Monday, January 18, 2010

2009-10 Sezon değerlendirmesi‏


Ahmet ERTÜR

Sezon başında rekolte tahmin çalışmaları sırasında bölgemizde %20-25 arası sofralık zeytin ayrılacağını öngörmüştük. Ancak özellikle Ekim ayı sonlarına doğru gözlemlediğimiz zeytin sineği tahribatı ve zeytinde beklenen sofralık kalibrenin gerçekleşmemesi ve geciken hasadın yağ randımanlarına olumlu etkisi nedeniyle, öngörülenden daha çok yağ üretilmesini bekliyorum. Çok sayıda üreticinin hasada başlangıç tarihlerini ertelemesi, Kurban Bayramı sırasında hasat işçilerinin yarattıkları boşluk ve yağışlar hasat sürecinin maalesef uzamasına sebep olmaktadır.
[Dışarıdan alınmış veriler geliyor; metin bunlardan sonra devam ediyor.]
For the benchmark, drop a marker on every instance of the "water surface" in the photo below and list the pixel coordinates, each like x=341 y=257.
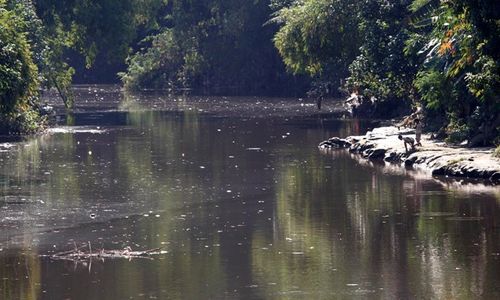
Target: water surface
x=244 y=204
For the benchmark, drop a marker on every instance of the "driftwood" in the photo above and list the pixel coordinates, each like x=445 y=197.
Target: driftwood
x=85 y=253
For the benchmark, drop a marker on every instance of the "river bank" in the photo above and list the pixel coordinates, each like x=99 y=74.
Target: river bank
x=433 y=156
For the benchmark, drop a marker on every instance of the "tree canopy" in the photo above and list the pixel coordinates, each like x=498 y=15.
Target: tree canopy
x=439 y=55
Fırtına ve yağış, zararlılarla mücadelede eksikleri olan çoğunluğun zeytinlerinin yere dökülmesine ve rafinajlık yağların yemeklik yağlardan daha fazla üretilmesine yol açmaktadır.Zararlılarla mücadelede İlaçlama Birliği'mizin yeni yönetiminin yaz başından beri aşırı iddialı söylemlerde bulunması, zaten maddi sıkıntı içindeki pek çok üreticiyi yanıltmış, ilaçlamalarını yetersiz yapmalarına veya hiç yapmamalarına neden olmuştur. Kendi işletmemizde Aralık ayında üreticilere ait işlenmiş zeytinlerden elde edilmiş sızma yağların toplam üretime oranı %37'dir. Sızma yağlarının yüksek kalitesi haricinde öne çıkma fırsatı kalmamış bir bölge için bu oran kaybedilmiş bir sezon demektir. Ocak ayında bu oranın daha da aşağıya düşeceği aşikardır. Elde edilen üründeki kalite kaybı ve rafinajlık yağlarda özellikle sezon başındaki yüksek asit ve değer bozukluğu sorunları yüzünden sezon içi rafinajlık fiyatları dip yapmıştır. 5 asitlerde yaz zirvelerine göre %26, sızmalarda ise yaklaşık %24 değer kaybı oluşmuştur. Özellikle son ihracat rakamlarında gördüğümüz artışın,mevcut 5 asit baz fiyatını desteklemekte olduğunu düşünüyorum. Üretici ekonomisine gelince, bir önceki yıla göre toplam üründe en az%30 artış yakalanmasına rağmen, ilaçlamadaki kusurlar sofralık üretimini olumsuz etkilemiş, özellikle sezonda satış yapmaya mecbur üreticinin gelirleri baskı altında kalmış, dip zeytinini toplamak hasat+yağhane maliyetini bile zaman zaman (Ekim sonu-Kasım, aşırı yüksek asit değerleri sebebiyle) kurtarmaz hale gelmiştir. Bu anlamda bir kez daha, makul bir zeytinyağı primine ne kadar muhtaç olduğumuzu görüyoruz. UZK üyeliğine dönüşü başarmış sektörümüzün artık ilk hedefi üretici primini mantıklı bir seviyeye getirmek olmalıdır.